10- Algumas semelhanças entre a acumulação de ácido láctico durante o esforço muscular intenso e a
cetogénese durante o jejum podem ser enfatizadas. Em ambos os casos ocorre (i) catabolismo incompleto
de nutrientes (o catabolismo é incompleto porque, quer aquando da formação do ácido láctico, quer
aquando da formação dos corpos cetónicos, o ciclo de Krebs e a fosforilação oxidativa não aceleram de
forma proporcional à formação de piruvato ou acetil-CoA), (ii) acumulando-se intermediários do
metabolismo que (iii) têm características ácidas e que (iv) são transportados através das membranas através
da acção catalítica de simporters com o protão.
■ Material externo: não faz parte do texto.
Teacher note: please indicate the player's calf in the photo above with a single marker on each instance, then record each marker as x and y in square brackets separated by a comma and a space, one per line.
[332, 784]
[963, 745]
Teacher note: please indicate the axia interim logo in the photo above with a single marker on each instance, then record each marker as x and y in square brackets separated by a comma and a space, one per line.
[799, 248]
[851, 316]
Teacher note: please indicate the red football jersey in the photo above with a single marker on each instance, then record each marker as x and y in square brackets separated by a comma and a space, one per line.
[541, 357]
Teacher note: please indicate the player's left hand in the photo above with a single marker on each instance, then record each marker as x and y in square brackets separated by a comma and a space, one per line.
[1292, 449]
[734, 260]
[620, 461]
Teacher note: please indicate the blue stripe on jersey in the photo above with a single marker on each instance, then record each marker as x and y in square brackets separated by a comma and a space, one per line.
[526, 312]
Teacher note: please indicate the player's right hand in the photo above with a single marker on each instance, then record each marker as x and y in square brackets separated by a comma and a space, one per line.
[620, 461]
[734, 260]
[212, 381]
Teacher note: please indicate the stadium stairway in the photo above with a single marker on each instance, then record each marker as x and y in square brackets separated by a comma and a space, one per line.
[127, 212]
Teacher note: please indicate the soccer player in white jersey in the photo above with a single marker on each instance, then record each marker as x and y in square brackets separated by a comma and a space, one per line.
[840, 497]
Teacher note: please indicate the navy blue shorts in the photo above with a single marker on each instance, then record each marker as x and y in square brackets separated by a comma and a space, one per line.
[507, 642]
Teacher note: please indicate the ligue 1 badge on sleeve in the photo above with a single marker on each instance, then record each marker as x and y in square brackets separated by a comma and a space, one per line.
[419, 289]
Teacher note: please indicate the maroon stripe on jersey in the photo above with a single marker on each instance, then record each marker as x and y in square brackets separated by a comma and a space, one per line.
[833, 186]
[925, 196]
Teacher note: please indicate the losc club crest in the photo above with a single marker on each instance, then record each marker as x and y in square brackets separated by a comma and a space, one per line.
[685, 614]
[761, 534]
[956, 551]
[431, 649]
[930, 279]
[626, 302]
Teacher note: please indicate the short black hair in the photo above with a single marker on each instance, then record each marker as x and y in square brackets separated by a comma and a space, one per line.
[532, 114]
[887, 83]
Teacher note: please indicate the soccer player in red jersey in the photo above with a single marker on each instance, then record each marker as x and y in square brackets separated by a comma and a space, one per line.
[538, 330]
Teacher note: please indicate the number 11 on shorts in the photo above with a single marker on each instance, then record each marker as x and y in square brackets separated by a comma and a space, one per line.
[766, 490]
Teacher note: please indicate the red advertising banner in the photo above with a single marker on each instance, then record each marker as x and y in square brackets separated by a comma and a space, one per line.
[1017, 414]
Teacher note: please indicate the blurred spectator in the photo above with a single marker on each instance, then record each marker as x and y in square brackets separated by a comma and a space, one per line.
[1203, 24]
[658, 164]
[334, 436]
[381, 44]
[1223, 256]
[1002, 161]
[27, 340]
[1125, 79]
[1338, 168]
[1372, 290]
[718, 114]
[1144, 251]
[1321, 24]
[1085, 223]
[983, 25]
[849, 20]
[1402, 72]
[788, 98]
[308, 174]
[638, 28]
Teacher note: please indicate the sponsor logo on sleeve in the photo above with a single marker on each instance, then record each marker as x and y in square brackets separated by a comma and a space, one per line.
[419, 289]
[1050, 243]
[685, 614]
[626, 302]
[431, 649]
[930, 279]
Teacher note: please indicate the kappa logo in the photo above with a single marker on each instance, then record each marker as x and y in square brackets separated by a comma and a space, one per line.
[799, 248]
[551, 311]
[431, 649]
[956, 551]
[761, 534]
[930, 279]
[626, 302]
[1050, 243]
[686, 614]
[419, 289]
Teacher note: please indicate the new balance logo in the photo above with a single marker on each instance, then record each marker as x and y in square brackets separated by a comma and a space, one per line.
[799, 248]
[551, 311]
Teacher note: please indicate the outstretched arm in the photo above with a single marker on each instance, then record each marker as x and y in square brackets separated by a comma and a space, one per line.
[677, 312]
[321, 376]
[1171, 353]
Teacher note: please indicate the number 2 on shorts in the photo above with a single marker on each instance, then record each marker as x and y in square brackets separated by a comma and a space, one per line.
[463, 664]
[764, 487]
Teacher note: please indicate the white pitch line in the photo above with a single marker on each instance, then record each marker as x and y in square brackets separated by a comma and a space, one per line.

Modificadas as condições que levaram à sua acumulação,
(v) diminuem de concentração porque acabam por sofrer oxidação completa (ou, no caso do ácido láctico,
também conversão em glicose no fígado). As diferenças referem-se aos órgãos onde se formam e onde são
maioritariamente consumidos: no caso dos corpos cetónicos a formação é hepática e o consumo extrahepático; no caso do lactato a formação é extra-hepática e o consumo é maioritariamente hepático (ciclo de
Cori). Também são diferentes os nutrientes de onde derivam: o lactato forma-se a partir da glicose e os
corpos cetónicos a partir dos ácidos gordos.